I was considering catching a movie at a nearby theater before going to the airport, but I was just too tired.  I thought I could make it, but I wasn’t sure.  I grabbed my bags, said goodbye to my new friend, and walked to the train station, in the rain.  The northbound train would take me to the movie theater, southbound to the airport.  I flipped for it, heads movie, tails airport.  It was tails.  In the end, I could have easily made the movie, but that would have also meant I wouldn’t have had time at the smoking lounge.  As it is, I have almost two hours before my flight, and I’m going to try for an earlier flight.

I got to the airport, went through security, got dinner at Popeye’s, just like I did on Friday (well, that was lunch, even if it was almost exactly the same time), and headed to the smoking lounge, where I lit up my Ardor and proceeded to write this entry.  I now have some time to reflect on Atlanta.  What to say about Atlanta.




Reader, if you have never been to Atlanta, you won’t understand what I’m saying.  This airport, the busiest in the country, is the crossroads of the southeast, Delta’s main hub.  It is a very poor city with some very rich corporations.  It would be a great point for a socialist to make any point he wants about income inequality.  Reader, how many jobs do Coca-Cola and CNN and GP and AT&T provide to the city of Atlanta, both directly and indirectly?  Reader, what do you think would happen if those companies moved to Houston?  How would it devastate the already fragile economy of Atlanta?

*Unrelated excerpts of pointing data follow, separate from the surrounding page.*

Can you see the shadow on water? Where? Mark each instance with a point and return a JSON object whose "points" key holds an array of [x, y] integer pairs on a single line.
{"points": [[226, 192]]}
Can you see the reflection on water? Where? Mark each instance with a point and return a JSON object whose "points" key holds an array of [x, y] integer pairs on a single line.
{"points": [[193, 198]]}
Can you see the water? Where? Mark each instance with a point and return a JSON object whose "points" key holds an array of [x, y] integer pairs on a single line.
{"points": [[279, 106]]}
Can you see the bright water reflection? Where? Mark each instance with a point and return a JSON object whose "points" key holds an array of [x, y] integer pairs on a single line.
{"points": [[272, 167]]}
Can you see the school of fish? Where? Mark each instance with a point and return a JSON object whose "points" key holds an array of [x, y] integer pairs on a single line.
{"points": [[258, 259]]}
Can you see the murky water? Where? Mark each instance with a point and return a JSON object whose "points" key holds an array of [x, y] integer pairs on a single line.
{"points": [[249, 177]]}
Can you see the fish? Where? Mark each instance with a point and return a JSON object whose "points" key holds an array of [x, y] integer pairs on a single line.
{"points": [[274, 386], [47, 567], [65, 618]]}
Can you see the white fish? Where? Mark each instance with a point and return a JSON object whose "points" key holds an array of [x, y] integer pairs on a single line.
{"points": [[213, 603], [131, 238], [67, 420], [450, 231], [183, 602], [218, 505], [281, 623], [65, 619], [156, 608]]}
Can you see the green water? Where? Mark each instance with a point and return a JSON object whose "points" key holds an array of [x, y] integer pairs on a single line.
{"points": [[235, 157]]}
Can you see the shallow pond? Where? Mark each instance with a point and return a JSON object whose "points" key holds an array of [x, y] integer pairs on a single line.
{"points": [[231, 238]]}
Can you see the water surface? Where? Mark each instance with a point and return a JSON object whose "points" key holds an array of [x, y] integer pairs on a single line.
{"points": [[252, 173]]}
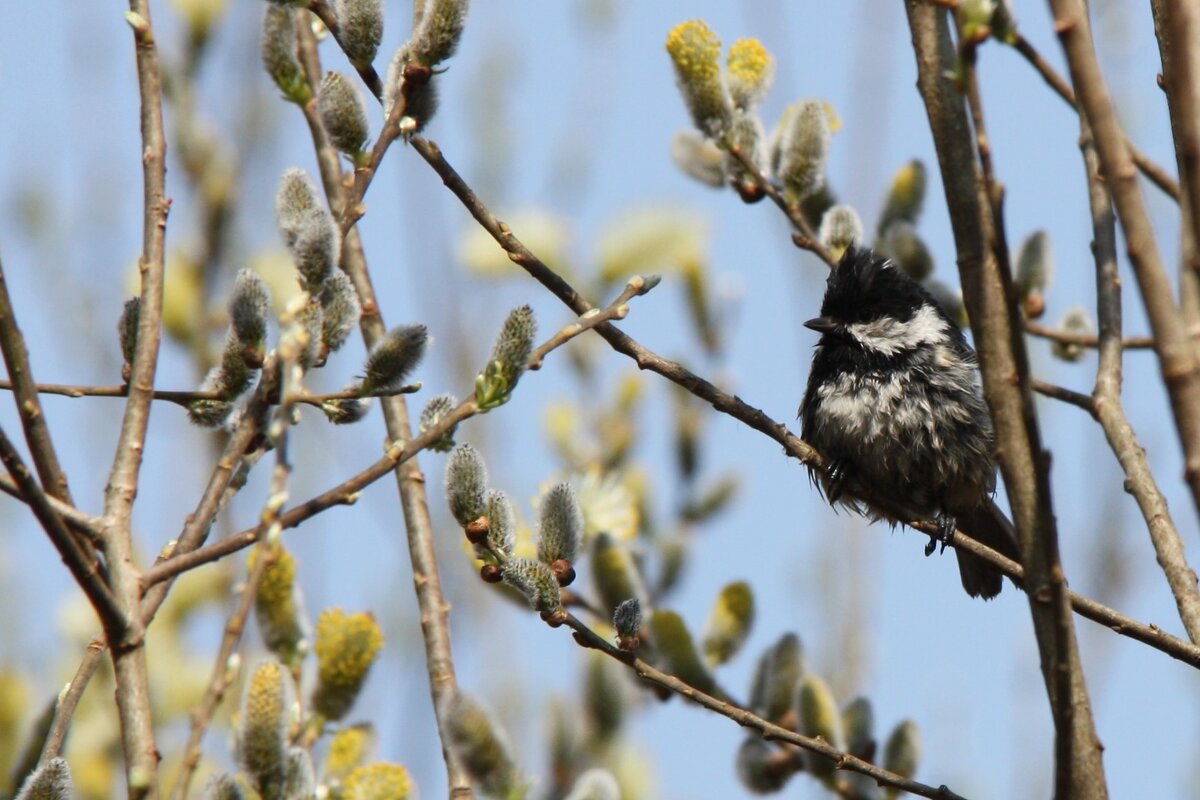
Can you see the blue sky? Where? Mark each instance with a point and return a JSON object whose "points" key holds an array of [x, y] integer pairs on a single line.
{"points": [[579, 124]]}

No, reader, what Atlanta needs is more companies, more billionaires coming to this city to make even more money.  Reader, do you think the worker at the Waffle House is resentful of Ted Turner for making his billions?  Or does he appreciate the fact that without the employees at CNN coming to the Waffle House for breakfast he might not have a job?  Obviously this is an exaggeration, but it perfectly illustrates the morality of value creation.  On that note, I close.  Next stop: Egypt to see the pyramids, though, well, I’m slightly trepidatious after the news of this weekend.